Так что постараюсь рассказать обо всем, насколько точно позволит мне моя память, чтобы вы узнали истину и поверили в рассказанное и знали о тех людях, кто достоин высочайшей похвалы. Не стану упускать ничего, чтобы рассказать о причинах подобных дискуссий, так чтобы мы могли расположить все услышанное в должном порядке, придя к нужным выводам.

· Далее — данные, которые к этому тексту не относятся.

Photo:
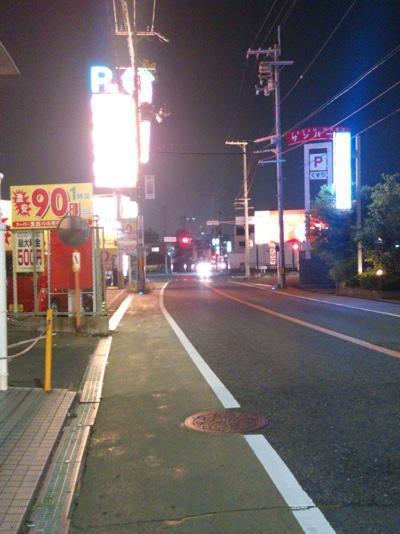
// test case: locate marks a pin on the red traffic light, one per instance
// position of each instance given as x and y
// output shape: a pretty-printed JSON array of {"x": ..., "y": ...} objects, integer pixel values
[{"x": 184, "y": 240}]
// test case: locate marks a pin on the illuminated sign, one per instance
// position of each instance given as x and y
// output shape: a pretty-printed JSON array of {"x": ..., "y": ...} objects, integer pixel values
[
  {"x": 315, "y": 133},
  {"x": 114, "y": 131},
  {"x": 266, "y": 226},
  {"x": 28, "y": 246},
  {"x": 318, "y": 164},
  {"x": 43, "y": 206},
  {"x": 115, "y": 162},
  {"x": 342, "y": 169}
]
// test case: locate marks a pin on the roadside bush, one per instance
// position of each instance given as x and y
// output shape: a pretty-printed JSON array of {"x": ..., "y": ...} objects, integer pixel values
[{"x": 370, "y": 280}]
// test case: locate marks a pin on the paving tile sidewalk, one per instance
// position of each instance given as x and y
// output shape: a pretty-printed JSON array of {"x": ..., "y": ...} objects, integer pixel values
[
  {"x": 146, "y": 472},
  {"x": 30, "y": 424}
]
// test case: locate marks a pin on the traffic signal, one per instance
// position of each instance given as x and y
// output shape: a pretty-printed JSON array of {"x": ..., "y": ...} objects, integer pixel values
[{"x": 184, "y": 239}]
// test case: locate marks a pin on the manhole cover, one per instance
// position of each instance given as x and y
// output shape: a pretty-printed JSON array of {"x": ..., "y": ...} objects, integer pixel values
[{"x": 225, "y": 422}]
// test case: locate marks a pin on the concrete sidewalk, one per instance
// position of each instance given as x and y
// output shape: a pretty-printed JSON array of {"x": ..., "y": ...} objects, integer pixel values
[
  {"x": 145, "y": 471},
  {"x": 30, "y": 424}
]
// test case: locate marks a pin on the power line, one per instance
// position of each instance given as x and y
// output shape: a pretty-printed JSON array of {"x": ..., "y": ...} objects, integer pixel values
[
  {"x": 342, "y": 120},
  {"x": 301, "y": 77},
  {"x": 377, "y": 122},
  {"x": 347, "y": 88},
  {"x": 274, "y": 23},
  {"x": 263, "y": 24},
  {"x": 368, "y": 103},
  {"x": 244, "y": 72},
  {"x": 288, "y": 13}
]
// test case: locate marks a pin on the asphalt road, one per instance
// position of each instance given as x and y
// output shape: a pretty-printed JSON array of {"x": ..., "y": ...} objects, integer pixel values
[{"x": 332, "y": 402}]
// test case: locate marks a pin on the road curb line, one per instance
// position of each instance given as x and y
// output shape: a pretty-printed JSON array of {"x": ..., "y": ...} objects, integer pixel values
[{"x": 53, "y": 507}]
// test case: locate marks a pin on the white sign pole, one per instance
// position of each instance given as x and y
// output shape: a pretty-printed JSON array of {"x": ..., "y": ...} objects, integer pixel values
[{"x": 3, "y": 306}]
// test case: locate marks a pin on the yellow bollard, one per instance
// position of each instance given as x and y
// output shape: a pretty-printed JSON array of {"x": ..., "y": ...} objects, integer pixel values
[{"x": 48, "y": 351}]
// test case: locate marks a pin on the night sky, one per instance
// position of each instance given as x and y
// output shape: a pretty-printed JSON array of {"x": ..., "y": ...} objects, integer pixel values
[{"x": 207, "y": 85}]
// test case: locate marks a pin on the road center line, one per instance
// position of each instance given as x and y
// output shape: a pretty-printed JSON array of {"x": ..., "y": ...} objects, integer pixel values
[
  {"x": 307, "y": 514},
  {"x": 306, "y": 324},
  {"x": 303, "y": 297}
]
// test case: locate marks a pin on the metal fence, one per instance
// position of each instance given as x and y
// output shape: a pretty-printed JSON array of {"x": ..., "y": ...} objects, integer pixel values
[{"x": 40, "y": 277}]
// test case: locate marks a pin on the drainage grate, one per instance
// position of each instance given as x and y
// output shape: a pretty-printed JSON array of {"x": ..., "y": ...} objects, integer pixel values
[{"x": 225, "y": 422}]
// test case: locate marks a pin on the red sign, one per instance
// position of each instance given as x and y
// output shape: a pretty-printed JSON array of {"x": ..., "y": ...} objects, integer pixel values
[{"x": 314, "y": 134}]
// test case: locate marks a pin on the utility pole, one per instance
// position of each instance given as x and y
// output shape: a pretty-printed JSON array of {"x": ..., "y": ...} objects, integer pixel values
[
  {"x": 358, "y": 203},
  {"x": 131, "y": 38},
  {"x": 3, "y": 305},
  {"x": 243, "y": 147},
  {"x": 131, "y": 34},
  {"x": 269, "y": 81}
]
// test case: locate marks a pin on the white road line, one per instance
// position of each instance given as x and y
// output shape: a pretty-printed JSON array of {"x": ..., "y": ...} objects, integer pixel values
[
  {"x": 312, "y": 326},
  {"x": 226, "y": 398},
  {"x": 307, "y": 514},
  {"x": 288, "y": 294},
  {"x": 117, "y": 316}
]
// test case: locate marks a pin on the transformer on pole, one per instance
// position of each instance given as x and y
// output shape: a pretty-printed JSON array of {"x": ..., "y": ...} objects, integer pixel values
[{"x": 269, "y": 81}]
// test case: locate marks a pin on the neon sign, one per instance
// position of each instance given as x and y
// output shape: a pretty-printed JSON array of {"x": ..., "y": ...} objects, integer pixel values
[{"x": 114, "y": 132}]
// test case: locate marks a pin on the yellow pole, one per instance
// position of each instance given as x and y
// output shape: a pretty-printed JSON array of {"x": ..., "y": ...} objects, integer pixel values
[
  {"x": 48, "y": 351},
  {"x": 77, "y": 301}
]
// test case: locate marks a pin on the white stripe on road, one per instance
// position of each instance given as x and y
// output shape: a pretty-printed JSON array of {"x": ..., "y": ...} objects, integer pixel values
[
  {"x": 312, "y": 326},
  {"x": 226, "y": 398},
  {"x": 309, "y": 517},
  {"x": 303, "y": 508},
  {"x": 117, "y": 316},
  {"x": 288, "y": 294}
]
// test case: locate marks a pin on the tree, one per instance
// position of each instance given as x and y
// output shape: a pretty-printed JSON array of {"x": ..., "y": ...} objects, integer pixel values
[
  {"x": 332, "y": 235},
  {"x": 380, "y": 233}
]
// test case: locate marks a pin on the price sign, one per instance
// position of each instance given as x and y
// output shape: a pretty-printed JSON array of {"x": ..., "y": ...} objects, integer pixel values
[
  {"x": 29, "y": 245},
  {"x": 44, "y": 205}
]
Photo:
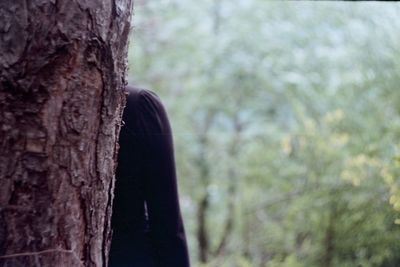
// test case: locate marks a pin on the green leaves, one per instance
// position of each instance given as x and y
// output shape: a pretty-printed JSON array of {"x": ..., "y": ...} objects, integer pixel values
[{"x": 296, "y": 104}]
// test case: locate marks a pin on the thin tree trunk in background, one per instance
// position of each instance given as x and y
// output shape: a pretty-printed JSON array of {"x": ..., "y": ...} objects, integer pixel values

2. На склонах Апеннин, повернутых к Адриатическому морю, почти в центре располагается (как всем известно) небольшой город Урбино. Менее благоприятно, чем другие виденные нами города, располагаясь среди гор, он наделен такой благодатью небес, что вокруг него местность весьма плодородна и урожайна. Так что кроме целебного воздуха, здесь в изобилии имеется все, что нужно человеку для его жизнедеятельности.
Среди всех дарованных небесами благодеяний, думаю, главным является длительное управление этой землей лучшими из правителей. Хотя Италию и захватывали масштабные войны и всяческие беспокойства, здесь избежали подобных напастей. Для примера не нужно идти далеко, просто воздадим должное славной памяти герцога Федерико, в свои дни бывшего светочем Италии, что подтверждают многие свидетели, заслуживающие доверия. Они до сих пор живы и рассказывают о его благоразумии, человечности, справедливости, либеральности, несравнимом мужестве, а также о его военной доблести.
Последнее качество подтверждается его многочисленными победами, захватом неприступных мест, неожиданной быстротой проведения походов. Не раз он с небольшими силами одерживал победу над сильным и грозным врагом, удачно избегая потерь, так что мы вполне справедливо сравниваем его с известными людьми прошлого.
Среди других его достойных похвалы деяний отметим постройку в труднодоступной части Урбино одного из красивейших дворцов Италии. Он настолько прекрасно оснащен всем необходимым, что кажется городом в виде дворца. Здесь находятся не только обычно встречающиеся в подобных сооружениях серебряные вазы, богатые занавесы из золота и серебра, но и бесчисленные античные статуи, выполненные в мраморе и бронзе, картины, свидетельствующие об утонченном вкусе, музыкальные инструменты всех видов и превосходного качества. Он также приобрел множество превосходных и редких книг на греческом, латинском и еврейском. Затем повелел украсить их золотом и серебром, добавив великолепия его великому дворцу.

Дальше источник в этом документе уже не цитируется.